Article ID: | iaor2017689 |
Volume: | 27 |
Issue: | 6 |
Start Page Number: | 1525 |
End Page Number: | 1547 |
Publication Date: | Dec 2016 |
Journal: | Organization Science |
Authors: | Vanacker Tom, Forbes Daniel P |
Keywords: | management, investment, decision, behaviour |
Past research has established that new firms can enhance their attractiveness to prospective resource providers by affiliating with more reputable firms. But research on this process has yet to fully account for two critical realities underscored by recent research: (1) firms need to acquire resources from different groups of resource providers and (2) reputation is multidimensional. Drawing on the organizational reputation literature and on information processing theory, we propose that two groups of resource providers will respond differently to new firms’ affiliations in accordance with differences in the groups’ abilities to recognize and interpret reputation‐related signals. We also propose that within a single group of resource providers, distinct characteristics of the affiliate will exert different influences. We test these propositions using longitudinal data from Belgian firms that affiliated with venture capital (VC) investors. Consistent with our predictions, we find that characteristics of a VC affiliate exert more influence on prospective financiers than on prospective employees.

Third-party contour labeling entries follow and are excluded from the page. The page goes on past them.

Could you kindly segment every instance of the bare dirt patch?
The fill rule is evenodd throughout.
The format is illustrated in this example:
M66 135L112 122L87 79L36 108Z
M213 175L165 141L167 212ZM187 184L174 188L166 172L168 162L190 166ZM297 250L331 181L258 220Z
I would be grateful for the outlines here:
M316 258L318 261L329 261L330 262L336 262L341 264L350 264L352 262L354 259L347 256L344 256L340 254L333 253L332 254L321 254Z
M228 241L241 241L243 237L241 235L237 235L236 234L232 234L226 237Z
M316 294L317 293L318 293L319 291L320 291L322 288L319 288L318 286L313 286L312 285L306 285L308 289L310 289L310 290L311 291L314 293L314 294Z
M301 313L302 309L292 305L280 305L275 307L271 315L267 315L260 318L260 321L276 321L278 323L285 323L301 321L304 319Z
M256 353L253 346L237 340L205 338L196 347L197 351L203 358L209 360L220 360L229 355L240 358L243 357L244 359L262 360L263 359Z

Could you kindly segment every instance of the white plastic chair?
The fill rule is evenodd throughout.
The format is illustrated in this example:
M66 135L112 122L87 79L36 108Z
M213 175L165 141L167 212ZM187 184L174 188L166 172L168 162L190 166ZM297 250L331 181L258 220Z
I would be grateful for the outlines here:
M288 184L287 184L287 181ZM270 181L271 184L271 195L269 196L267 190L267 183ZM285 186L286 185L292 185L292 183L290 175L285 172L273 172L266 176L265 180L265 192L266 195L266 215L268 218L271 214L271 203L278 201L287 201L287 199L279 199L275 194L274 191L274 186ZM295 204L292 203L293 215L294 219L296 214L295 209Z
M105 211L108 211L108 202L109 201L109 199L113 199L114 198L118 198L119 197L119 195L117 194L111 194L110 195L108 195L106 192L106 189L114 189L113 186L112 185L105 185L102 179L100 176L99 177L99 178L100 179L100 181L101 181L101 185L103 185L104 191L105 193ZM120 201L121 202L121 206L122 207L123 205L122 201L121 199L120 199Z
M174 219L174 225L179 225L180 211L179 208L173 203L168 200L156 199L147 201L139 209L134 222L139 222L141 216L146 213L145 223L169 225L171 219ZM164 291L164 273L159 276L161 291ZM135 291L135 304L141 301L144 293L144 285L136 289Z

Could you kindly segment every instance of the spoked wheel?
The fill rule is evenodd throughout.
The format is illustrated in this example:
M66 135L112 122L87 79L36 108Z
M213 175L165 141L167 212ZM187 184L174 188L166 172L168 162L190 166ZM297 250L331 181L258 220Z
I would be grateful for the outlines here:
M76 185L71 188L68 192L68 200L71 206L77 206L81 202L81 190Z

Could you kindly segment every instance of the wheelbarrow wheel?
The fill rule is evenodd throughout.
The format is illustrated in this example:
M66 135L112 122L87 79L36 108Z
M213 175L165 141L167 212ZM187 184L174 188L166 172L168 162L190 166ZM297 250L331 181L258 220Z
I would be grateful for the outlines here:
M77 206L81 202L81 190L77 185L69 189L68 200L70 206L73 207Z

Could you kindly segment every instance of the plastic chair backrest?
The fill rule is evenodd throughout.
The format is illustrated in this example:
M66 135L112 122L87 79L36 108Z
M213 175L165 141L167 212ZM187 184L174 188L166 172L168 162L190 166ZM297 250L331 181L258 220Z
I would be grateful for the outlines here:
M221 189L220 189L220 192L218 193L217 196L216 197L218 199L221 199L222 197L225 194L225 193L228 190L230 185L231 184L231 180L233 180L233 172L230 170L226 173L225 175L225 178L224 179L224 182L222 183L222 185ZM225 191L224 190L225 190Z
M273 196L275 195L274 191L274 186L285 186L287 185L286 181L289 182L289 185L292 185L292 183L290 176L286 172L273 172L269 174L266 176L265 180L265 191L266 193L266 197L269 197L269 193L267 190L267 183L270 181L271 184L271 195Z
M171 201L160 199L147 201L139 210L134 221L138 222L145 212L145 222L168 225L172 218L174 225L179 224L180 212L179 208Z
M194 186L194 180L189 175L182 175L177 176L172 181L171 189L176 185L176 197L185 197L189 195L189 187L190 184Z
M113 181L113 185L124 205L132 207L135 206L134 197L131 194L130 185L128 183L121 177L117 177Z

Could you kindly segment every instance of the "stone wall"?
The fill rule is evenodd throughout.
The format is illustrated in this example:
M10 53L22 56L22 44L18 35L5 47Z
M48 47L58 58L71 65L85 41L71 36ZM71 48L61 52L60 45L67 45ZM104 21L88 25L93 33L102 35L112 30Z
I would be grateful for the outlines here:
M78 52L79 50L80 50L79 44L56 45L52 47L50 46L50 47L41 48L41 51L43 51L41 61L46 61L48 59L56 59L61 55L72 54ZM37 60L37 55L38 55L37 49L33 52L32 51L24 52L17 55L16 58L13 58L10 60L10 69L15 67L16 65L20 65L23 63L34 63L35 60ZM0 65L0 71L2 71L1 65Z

We further find that prospective financiers were more influenced by a VC’s industry‐specific experience than by its media prominence, whereas prospective employees were more influenced by a VC’s media prominence than by its industry‐specific experience. Taken together, the findings show that new firms’ resource attraction trajectories are shaped by their affiliates in more complex ways than past research has accounted for.